From above, California’s San Joaquin Valley spills out of the Sierra Nevada in a checkerboard of earth-toned farmland. It’s some of the most valuable land in the world; every year, the agribusiness industry here produces billions of dollars’ worth of milk, vegetables and nuts. But the scale, and the industrial intensity, of agriculture require an enormous amount of groundwater to be pulled out of aquifers deep belowground — more than the industry can afford to pump, according to hydrologic modeling.

According to projections from the Public Policy Institute of California, between 535,000 and 750,000 acres — around 15% of the valley’s irrigated farmland — will need to be taken out of irrigated production in order to meet the requirements of the state’s Sustainable Groundwater Management Act.
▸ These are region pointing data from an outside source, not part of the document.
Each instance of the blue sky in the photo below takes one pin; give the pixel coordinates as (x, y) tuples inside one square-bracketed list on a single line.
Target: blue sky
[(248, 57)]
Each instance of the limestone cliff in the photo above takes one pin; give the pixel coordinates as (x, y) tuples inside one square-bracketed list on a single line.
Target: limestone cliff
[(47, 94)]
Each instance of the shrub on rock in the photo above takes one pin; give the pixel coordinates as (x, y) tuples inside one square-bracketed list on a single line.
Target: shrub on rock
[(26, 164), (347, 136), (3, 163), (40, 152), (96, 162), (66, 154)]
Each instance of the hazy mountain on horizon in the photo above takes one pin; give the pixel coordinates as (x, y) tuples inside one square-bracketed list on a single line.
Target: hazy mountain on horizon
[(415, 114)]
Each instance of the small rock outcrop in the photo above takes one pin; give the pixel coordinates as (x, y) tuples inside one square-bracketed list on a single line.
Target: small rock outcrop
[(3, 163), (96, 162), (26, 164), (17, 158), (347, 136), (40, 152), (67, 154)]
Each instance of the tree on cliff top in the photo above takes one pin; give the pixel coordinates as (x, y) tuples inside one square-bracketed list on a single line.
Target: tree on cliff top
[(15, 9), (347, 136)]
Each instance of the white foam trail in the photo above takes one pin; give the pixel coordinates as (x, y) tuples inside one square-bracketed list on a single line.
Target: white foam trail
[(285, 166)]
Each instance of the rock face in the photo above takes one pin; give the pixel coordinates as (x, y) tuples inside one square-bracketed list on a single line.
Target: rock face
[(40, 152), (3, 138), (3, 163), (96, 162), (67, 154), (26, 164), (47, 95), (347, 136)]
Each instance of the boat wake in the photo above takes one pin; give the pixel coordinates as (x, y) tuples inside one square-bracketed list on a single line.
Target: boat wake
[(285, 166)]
Removing irrigated land from production — fallowing the land — could have disastrous and unequal effects on the area’s inhabitants: Small farmers are less equipped to weather the impacts, and thousands of low-wage farmworkers will be put out of work. Dusty, idle land is also dangerous: It hosts pests and weeds and spreads valley fever, a fungal disease that can seriously impact high-risk individuals.

But taking that much farmland out of production and considering alternative uses for it means completely transforming the landscape — something California is starting to incentivize with a new program headed by the California Department of Conservation.

Ideas for what to do with fallowed land remain largely conceptual, but advocates are busy putting together a vision of what is possible. Some of these uses give local government agencies across the West a prototype for a different kind of future for the region’s farmland — treating the transition as an opportunity to address public health, equity and access.